Dispuso el destino que por la cueva del felino pasara un zorro distraído perteneciente a la tercera edad. Nada más verlo, el león le impuso la misma tarea en la que habían fracasado el elefante, el reno, el perro, el jabalí y el búho. No hallando qué hacer, el zorro le pidió unos días, que el león le concedió. "Algo se me habrá de ocurrir", pensó; menguaba entre tanto el alimento del rey.
Al cabo de unos días el zorro se presentó en la cueva.
-Descubrí la causa del problema -le dijo; el león saltó de gusto- acompáñeme, Su Majestad, y le mostraré.
Se fueron ambos al monte. El viejo zorro se metió a una madriguera y el león entró con él. Al cabo de cien metros no pudo caminar y tuvo que arrastrarse; las patas no le servían y la tierra le pelaba el lomo. Viendo esto, el zorro torció por un brazo del túnel y se perdió para siempre de su vista. Cuenta la fábula que terminó sus días en otras tierras, rodeado del cariño de sus hijos y sus nietos.
Al león le costó semanas zafarse de la trampa; para su fortuna nadie se enteró del chasco.
Volvieron las lluvias y con ellas las cebras y los antílopes aunque también, cada cierto número de años, la sequía. Cuando ésta se hacía presente en la selva el león les contaba a sus retoños la causa del infortunio.

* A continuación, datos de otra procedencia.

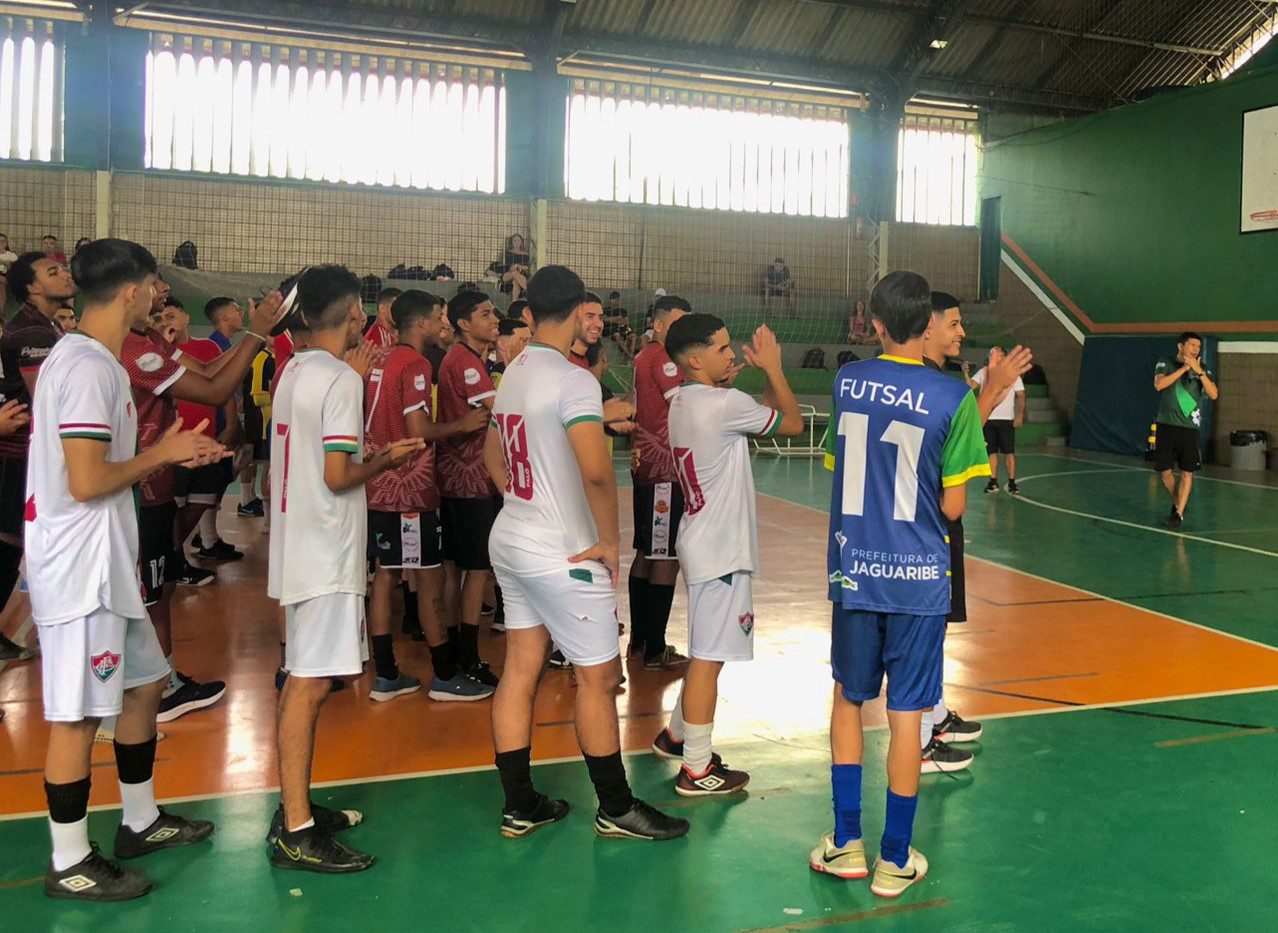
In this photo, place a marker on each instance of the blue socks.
(899, 827)
(846, 782)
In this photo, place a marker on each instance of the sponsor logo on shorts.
(104, 665)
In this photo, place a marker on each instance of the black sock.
(660, 600)
(608, 776)
(68, 803)
(444, 660)
(136, 763)
(10, 557)
(412, 621)
(468, 644)
(638, 587)
(384, 657)
(516, 778)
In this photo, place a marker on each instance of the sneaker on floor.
(481, 672)
(191, 575)
(515, 823)
(665, 745)
(640, 821)
(96, 878)
(666, 661)
(10, 651)
(891, 881)
(385, 688)
(955, 727)
(941, 758)
(460, 689)
(169, 831)
(846, 862)
(316, 850)
(252, 510)
(188, 698)
(327, 819)
(221, 551)
(717, 781)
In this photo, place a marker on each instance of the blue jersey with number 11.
(899, 435)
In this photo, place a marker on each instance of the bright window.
(31, 91)
(279, 113)
(937, 171)
(660, 146)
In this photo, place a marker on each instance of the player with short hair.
(709, 430)
(555, 548)
(100, 653)
(317, 566)
(403, 527)
(658, 501)
(469, 501)
(1181, 381)
(905, 441)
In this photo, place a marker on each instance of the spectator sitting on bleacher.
(777, 283)
(514, 280)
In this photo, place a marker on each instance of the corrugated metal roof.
(1026, 53)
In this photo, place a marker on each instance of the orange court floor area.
(1030, 646)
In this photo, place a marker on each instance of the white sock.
(70, 842)
(139, 804)
(174, 678)
(676, 718)
(208, 528)
(697, 747)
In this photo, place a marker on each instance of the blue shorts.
(908, 648)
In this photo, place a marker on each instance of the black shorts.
(957, 575)
(156, 555)
(202, 485)
(658, 510)
(13, 496)
(467, 523)
(404, 541)
(1177, 447)
(1000, 437)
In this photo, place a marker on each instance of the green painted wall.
(1135, 211)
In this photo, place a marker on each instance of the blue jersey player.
(904, 441)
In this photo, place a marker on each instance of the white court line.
(1198, 477)
(1076, 589)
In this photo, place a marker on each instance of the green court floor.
(1136, 818)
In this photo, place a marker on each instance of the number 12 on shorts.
(514, 450)
(854, 431)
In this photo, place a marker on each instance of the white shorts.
(575, 602)
(326, 637)
(721, 619)
(88, 663)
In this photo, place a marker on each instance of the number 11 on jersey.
(854, 432)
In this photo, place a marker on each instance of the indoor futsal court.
(626, 444)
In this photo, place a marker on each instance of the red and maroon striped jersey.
(656, 380)
(398, 385)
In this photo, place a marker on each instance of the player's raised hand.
(13, 416)
(763, 352)
(396, 453)
(608, 555)
(361, 358)
(262, 316)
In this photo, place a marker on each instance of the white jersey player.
(555, 550)
(101, 656)
(718, 550)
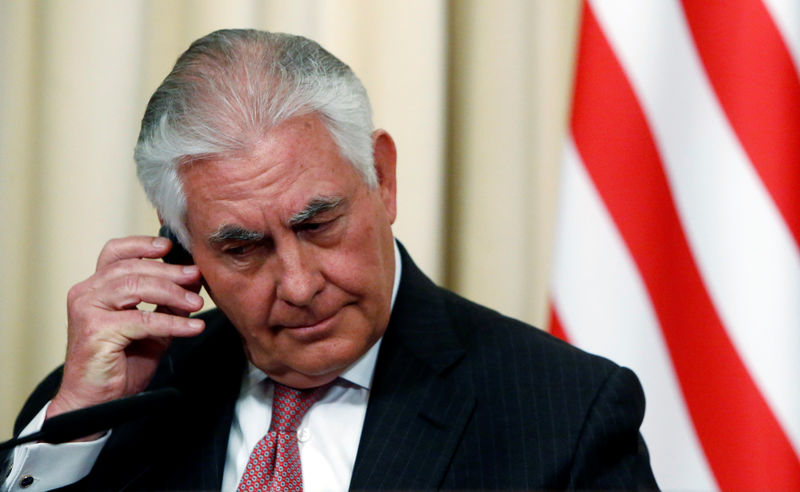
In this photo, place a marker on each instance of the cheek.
(244, 300)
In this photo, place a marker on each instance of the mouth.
(310, 331)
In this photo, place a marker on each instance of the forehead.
(288, 168)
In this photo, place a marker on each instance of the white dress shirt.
(329, 433)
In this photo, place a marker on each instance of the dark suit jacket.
(462, 398)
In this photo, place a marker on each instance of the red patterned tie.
(275, 461)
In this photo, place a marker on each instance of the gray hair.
(231, 87)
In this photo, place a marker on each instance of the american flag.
(677, 245)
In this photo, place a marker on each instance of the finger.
(133, 247)
(185, 275)
(127, 291)
(139, 325)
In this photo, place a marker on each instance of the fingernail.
(160, 242)
(194, 298)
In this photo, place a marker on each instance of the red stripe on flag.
(757, 84)
(556, 328)
(743, 442)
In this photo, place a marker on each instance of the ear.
(385, 155)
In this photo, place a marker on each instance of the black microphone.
(84, 422)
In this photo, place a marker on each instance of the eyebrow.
(232, 232)
(314, 208)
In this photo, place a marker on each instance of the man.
(258, 151)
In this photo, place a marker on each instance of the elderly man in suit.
(331, 361)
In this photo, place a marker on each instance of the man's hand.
(113, 347)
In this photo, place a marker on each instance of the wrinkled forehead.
(289, 169)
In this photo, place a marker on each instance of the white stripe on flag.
(605, 309)
(742, 246)
(786, 16)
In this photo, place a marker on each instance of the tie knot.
(290, 404)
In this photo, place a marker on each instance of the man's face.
(296, 249)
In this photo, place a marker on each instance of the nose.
(300, 278)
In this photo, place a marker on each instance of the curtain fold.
(474, 93)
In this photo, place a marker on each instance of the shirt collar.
(360, 372)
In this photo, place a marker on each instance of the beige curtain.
(475, 93)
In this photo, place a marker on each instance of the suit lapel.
(418, 405)
(207, 372)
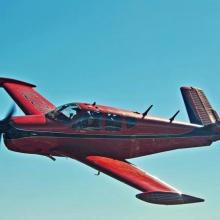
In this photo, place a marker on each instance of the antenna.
(146, 112)
(174, 116)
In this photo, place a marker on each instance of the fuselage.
(80, 129)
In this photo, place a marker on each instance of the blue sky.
(127, 54)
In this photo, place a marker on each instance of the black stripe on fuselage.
(16, 133)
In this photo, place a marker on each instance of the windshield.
(65, 112)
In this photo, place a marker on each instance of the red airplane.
(104, 137)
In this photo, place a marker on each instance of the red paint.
(102, 149)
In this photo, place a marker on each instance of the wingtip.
(168, 198)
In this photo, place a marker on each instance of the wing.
(154, 190)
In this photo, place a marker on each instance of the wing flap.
(154, 190)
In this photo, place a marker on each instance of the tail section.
(27, 98)
(198, 107)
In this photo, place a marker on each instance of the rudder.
(198, 107)
(27, 98)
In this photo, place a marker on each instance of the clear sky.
(123, 53)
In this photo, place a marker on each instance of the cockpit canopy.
(88, 119)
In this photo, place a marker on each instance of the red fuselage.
(103, 131)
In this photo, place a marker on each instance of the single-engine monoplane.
(105, 138)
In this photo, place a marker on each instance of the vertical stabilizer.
(27, 98)
(198, 107)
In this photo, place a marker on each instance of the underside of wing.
(153, 189)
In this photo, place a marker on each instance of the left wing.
(154, 190)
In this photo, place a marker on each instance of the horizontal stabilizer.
(198, 107)
(167, 198)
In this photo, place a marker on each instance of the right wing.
(154, 190)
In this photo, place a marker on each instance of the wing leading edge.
(153, 190)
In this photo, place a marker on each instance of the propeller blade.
(9, 114)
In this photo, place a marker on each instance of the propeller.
(5, 122)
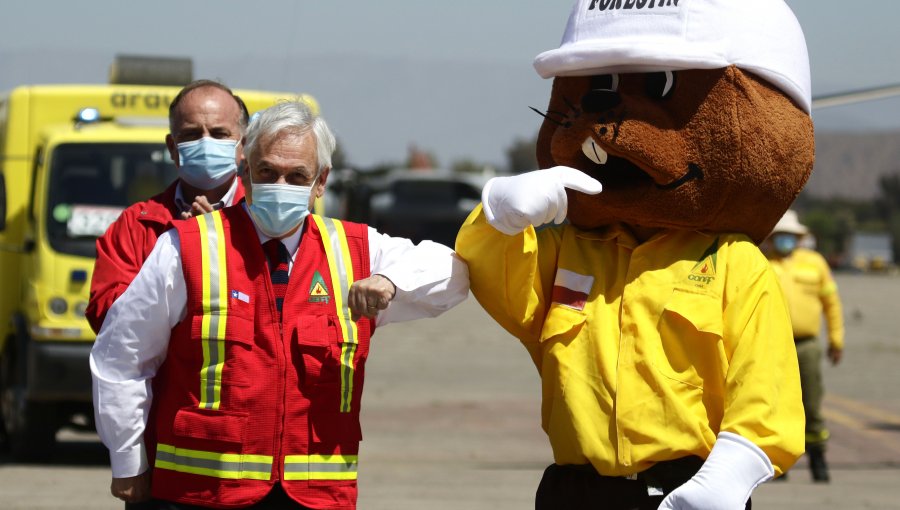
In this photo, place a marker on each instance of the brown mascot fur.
(669, 372)
(723, 151)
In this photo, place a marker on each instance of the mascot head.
(693, 114)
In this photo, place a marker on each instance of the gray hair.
(294, 117)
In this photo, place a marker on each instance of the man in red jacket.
(206, 125)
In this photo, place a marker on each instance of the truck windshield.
(91, 184)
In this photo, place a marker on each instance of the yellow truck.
(72, 157)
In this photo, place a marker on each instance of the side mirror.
(2, 202)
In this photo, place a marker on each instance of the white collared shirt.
(184, 205)
(430, 279)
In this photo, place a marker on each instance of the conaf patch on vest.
(318, 291)
(705, 271)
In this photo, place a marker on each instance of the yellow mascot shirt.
(646, 351)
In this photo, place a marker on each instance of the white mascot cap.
(619, 36)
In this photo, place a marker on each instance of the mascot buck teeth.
(677, 134)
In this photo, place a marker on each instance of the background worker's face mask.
(207, 163)
(279, 208)
(784, 244)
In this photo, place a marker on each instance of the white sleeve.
(430, 277)
(130, 347)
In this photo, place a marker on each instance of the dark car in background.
(417, 204)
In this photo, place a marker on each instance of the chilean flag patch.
(572, 289)
(240, 296)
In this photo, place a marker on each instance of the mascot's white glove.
(734, 468)
(513, 203)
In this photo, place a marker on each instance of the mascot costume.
(677, 134)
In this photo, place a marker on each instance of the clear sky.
(453, 78)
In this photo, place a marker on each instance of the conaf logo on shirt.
(610, 5)
(318, 291)
(704, 271)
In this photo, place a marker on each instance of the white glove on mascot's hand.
(734, 468)
(513, 203)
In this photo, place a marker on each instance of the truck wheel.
(30, 426)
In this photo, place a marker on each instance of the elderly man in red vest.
(206, 124)
(231, 369)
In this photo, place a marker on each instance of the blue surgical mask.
(207, 163)
(278, 208)
(784, 244)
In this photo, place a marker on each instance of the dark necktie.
(278, 257)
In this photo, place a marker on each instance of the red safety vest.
(243, 402)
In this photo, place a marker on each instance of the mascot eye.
(660, 84)
(608, 82)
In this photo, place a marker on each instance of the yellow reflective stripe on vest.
(215, 308)
(218, 465)
(320, 467)
(337, 251)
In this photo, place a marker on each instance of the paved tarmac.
(451, 420)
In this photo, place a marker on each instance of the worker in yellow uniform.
(810, 291)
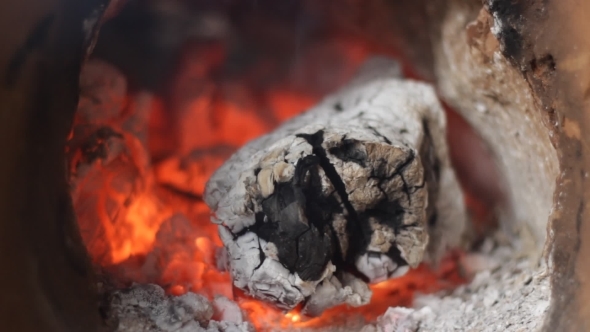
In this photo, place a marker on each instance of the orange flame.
(148, 223)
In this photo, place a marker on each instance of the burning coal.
(139, 164)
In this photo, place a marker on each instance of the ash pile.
(356, 190)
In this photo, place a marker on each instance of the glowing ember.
(145, 222)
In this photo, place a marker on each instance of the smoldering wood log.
(360, 182)
(46, 278)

"En el monte vive un pájaro de mal agüero, escondido en una cueva. Es un pájaro negro, que parece de bronce, porque brilla en la oscuridad. Cuando sale y canta es que habrá sequía. Pocos lo han escuchado; nadie lo ha visto. Y el que se asome a hurguetear quedará petrificado".
Los leoncitos se dormían inquietos con la historia y el rey se recogía en su rincón dibujando en su boca una mueca de fastidio, que la leona no lograba comprender.